The youth and the gatekeepers

Overview of the study

Kristiansen examined how youth and adults in Denmark perceived three dialects: (1) Standard Copenhagen Danish, rigsdansk, (2) Working-class Copenhagen Danish, københavnsk, (3) their regional dialect, which was called sjællandsk in the case of this population from a town called Naestved. He was also interested in comparing overt and covert attitudes: what people said about desirability of the dialects versus how they actually judged speakers of the dialects.

The study involved 217 informants: 120 adolescents in their schools, 61 elementary teachers, and 36 managers at a meeting in a hotel. Participants had to complete two tasks, overt and covert. The overt task was a questionnaire explicitly asking them about the dialects and their prestige. The covert task was a speaker evaluation instrument that had them rate six speaker (two from each dialect) in terms of personal qualities like “competence” and “solidarity.”

Kristiansen provided an overview of the language situation in Denmark: københavnsk is gaining ground and merging with rigsdansk in mass media, despite language purists (probably a minority) saying Danish is being degraded as a result of this; however, many regional dialects like sjællandsk are dying. In public discourse, københavnsk is criticized a lot (even though it is becoming more and more normal in daily life), whereas there is a sense of nostalgia for regional dialects like sjællandsk.

Overt task results

The adults had the most positive attitudes towards rigsdansk (standard), then sjællandsk (regional), then københavnsk (Copenhagen street dialect).

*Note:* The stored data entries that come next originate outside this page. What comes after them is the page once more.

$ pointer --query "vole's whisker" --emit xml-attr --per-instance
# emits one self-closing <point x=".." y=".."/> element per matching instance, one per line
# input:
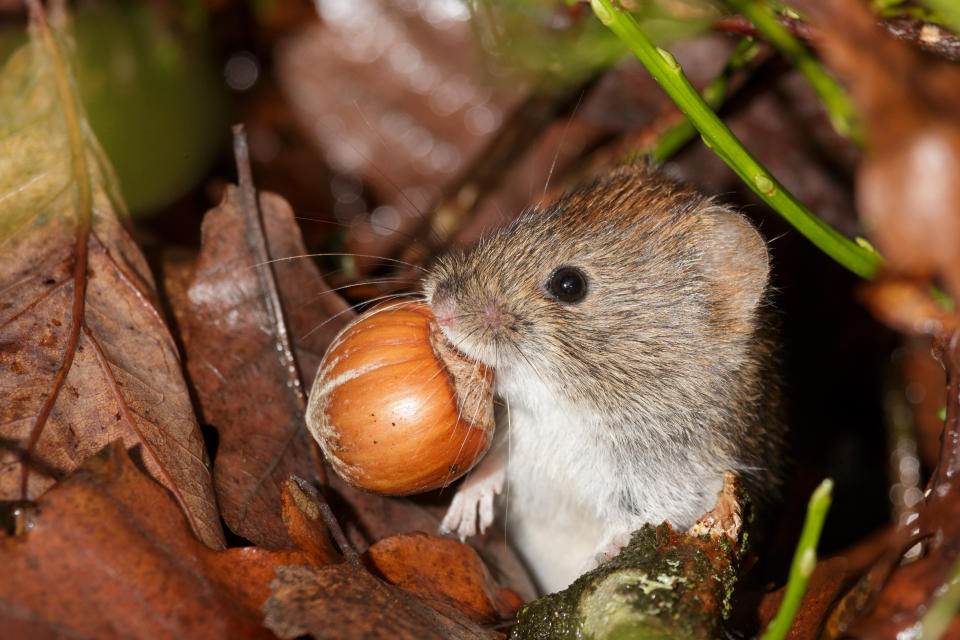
<point x="339" y="255"/>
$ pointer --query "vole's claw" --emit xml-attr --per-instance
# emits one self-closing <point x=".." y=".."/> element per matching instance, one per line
<point x="471" y="510"/>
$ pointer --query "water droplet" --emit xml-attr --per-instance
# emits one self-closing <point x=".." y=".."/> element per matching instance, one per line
<point x="669" y="59"/>
<point x="764" y="184"/>
<point x="601" y="11"/>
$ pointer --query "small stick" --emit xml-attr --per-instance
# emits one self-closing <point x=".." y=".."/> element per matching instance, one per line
<point x="329" y="519"/>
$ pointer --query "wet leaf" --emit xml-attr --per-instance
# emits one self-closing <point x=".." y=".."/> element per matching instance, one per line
<point x="85" y="356"/>
<point x="236" y="355"/>
<point x="438" y="568"/>
<point x="107" y="554"/>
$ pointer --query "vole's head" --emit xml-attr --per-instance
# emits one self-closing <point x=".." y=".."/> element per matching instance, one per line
<point x="633" y="285"/>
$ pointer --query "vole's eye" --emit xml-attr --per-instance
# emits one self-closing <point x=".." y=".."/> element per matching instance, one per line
<point x="567" y="284"/>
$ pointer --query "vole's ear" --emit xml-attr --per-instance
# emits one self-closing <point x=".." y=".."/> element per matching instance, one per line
<point x="736" y="261"/>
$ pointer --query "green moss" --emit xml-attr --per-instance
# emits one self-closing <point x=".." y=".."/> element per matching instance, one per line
<point x="664" y="584"/>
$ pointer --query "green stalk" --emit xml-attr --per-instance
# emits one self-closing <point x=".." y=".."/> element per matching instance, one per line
<point x="804" y="562"/>
<point x="840" y="108"/>
<point x="677" y="136"/>
<point x="665" y="70"/>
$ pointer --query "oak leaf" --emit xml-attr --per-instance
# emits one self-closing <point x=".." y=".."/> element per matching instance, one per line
<point x="85" y="356"/>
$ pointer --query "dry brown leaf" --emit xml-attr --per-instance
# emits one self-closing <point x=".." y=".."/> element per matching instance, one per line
<point x="398" y="96"/>
<point x="237" y="355"/>
<point x="344" y="601"/>
<point x="435" y="568"/>
<point x="85" y="356"/>
<point x="908" y="185"/>
<point x="107" y="554"/>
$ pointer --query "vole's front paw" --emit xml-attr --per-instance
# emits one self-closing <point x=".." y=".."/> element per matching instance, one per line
<point x="608" y="547"/>
<point x="475" y="498"/>
<point x="726" y="517"/>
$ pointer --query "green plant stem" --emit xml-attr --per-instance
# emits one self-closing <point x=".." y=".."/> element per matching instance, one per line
<point x="804" y="562"/>
<point x="665" y="70"/>
<point x="840" y="108"/>
<point x="714" y="94"/>
<point x="943" y="609"/>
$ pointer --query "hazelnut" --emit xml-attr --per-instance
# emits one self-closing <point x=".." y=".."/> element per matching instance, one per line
<point x="395" y="408"/>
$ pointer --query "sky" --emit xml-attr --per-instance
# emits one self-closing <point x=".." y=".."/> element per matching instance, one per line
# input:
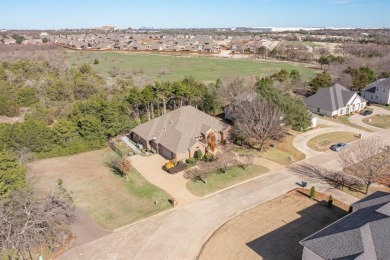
<point x="61" y="14"/>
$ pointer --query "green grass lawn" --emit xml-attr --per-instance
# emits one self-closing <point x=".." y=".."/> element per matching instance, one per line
<point x="385" y="107"/>
<point x="218" y="181"/>
<point x="173" y="68"/>
<point x="361" y="193"/>
<point x="107" y="198"/>
<point x="322" y="142"/>
<point x="378" y="121"/>
<point x="282" y="153"/>
<point x="344" y="120"/>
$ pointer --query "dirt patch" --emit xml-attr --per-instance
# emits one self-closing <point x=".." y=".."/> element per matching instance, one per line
<point x="273" y="230"/>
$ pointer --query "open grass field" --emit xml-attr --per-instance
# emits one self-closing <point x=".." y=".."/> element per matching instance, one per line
<point x="378" y="121"/>
<point x="173" y="68"/>
<point x="273" y="229"/>
<point x="218" y="181"/>
<point x="108" y="199"/>
<point x="283" y="153"/>
<point x="322" y="142"/>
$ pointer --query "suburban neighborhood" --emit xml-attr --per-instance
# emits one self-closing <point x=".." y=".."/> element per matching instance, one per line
<point x="194" y="130"/>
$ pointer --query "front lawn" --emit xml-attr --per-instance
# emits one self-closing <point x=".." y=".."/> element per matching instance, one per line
<point x="108" y="199"/>
<point x="344" y="120"/>
<point x="323" y="142"/>
<point x="283" y="151"/>
<point x="218" y="181"/>
<point x="378" y="121"/>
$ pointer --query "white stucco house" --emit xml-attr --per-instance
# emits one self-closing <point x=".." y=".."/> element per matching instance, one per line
<point x="378" y="92"/>
<point x="335" y="101"/>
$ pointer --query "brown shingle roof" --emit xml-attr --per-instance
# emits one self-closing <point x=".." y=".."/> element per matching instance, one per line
<point x="177" y="130"/>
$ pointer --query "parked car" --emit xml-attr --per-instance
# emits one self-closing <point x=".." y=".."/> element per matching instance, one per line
<point x="338" y="147"/>
<point x="367" y="112"/>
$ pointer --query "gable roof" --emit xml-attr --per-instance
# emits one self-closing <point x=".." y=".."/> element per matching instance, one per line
<point x="331" y="98"/>
<point x="177" y="130"/>
<point x="379" y="83"/>
<point x="364" y="233"/>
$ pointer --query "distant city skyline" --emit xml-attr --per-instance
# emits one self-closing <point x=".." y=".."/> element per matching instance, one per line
<point x="61" y="14"/>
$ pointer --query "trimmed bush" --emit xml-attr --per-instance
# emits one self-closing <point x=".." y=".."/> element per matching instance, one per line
<point x="313" y="192"/>
<point x="198" y="154"/>
<point x="330" y="201"/>
<point x="191" y="160"/>
<point x="178" y="168"/>
<point x="169" y="165"/>
<point x="207" y="157"/>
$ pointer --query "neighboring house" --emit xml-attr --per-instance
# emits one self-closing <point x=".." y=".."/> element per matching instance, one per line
<point x="335" y="101"/>
<point x="378" y="92"/>
<point x="362" y="234"/>
<point x="179" y="133"/>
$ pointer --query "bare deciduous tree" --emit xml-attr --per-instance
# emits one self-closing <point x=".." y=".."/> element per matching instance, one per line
<point x="200" y="171"/>
<point x="224" y="160"/>
<point x="368" y="160"/>
<point x="29" y="222"/>
<point x="245" y="160"/>
<point x="331" y="177"/>
<point x="259" y="120"/>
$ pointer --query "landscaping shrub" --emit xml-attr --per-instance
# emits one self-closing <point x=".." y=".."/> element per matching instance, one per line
<point x="174" y="162"/>
<point x="191" y="160"/>
<point x="313" y="192"/>
<point x="169" y="165"/>
<point x="330" y="201"/>
<point x="198" y="154"/>
<point x="207" y="157"/>
<point x="178" y="168"/>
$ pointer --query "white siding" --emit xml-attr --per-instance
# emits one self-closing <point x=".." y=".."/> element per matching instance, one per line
<point x="310" y="255"/>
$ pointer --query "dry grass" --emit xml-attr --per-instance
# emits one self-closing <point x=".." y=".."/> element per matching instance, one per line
<point x="344" y="120"/>
<point x="108" y="199"/>
<point x="273" y="229"/>
<point x="218" y="181"/>
<point x="323" y="142"/>
<point x="283" y="153"/>
<point x="361" y="193"/>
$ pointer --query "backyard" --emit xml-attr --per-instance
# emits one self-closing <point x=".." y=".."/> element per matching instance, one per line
<point x="108" y="199"/>
<point x="217" y="180"/>
<point x="273" y="229"/>
<point x="323" y="142"/>
<point x="378" y="121"/>
<point x="172" y="68"/>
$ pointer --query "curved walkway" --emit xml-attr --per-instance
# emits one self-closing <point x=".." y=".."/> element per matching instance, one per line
<point x="300" y="141"/>
<point x="358" y="119"/>
<point x="180" y="233"/>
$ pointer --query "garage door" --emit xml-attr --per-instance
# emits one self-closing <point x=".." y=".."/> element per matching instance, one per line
<point x="165" y="152"/>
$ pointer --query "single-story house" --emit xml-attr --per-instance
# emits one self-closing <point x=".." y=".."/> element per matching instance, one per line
<point x="378" y="92"/>
<point x="335" y="101"/>
<point x="362" y="234"/>
<point x="243" y="97"/>
<point x="181" y="132"/>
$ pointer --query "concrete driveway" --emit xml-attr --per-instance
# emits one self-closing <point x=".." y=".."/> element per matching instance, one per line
<point x="357" y="118"/>
<point x="180" y="233"/>
<point x="300" y="141"/>
<point x="175" y="184"/>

In contrast, the youth had the most positive attitudes towards sjællandsk (regional), then rigsdansk (standard), then københavnsk (Copenhagen street dialect). Note that this generation of youth actually spoke 80% københavnsk and 20% rigsdansk.

Covert task results

The adults performed similarly on the covert task as they did on the overt task. They ranked rigsdansk speakers most positively overall, though they did rank sjællandsk speakers high in terms of solidarity. (However, many of these results were not statistically significant.) The youth reversed their hierarchy from the overt task! In the covert task, københavnsk speakers were ranked highest, then rigsdansk speakers, then sjællandsk speakers.

Does this mean the youth are counterculture? Kristiansen argues that this is not the case: since københavnsk is becoming more mainstream, youth are having difficulty telling københavnsk from rigsdansk. For sjællandsk, even though youth have nostalgia for it, they do not judge people who speak it in a positive light.

Practical implications/significance

The youth are not particularly counterculture: (1) they praise sjællandsk as a regional dialect but do not speak it much or judge people who speak it well; (2) they only evaluate københavnsk positively because they conflate it with rigsdansk (i.e., what they imagine as københavnsk when they criticize it in explicit interviews is different from the københavnsk they actually speak and do not see as københavnsk). This all shows more alignment with standard language ideology than posing challenges to it.

Original text

Kristiansen, T. (2003). The youth and the gatekeepers. In J. K. Androutsopoulos & A. Georgakopoulou (Eds.), Discourse constructions of youth identities (pp. 279-302). Amsterdam, Netherlands: John Benjamins.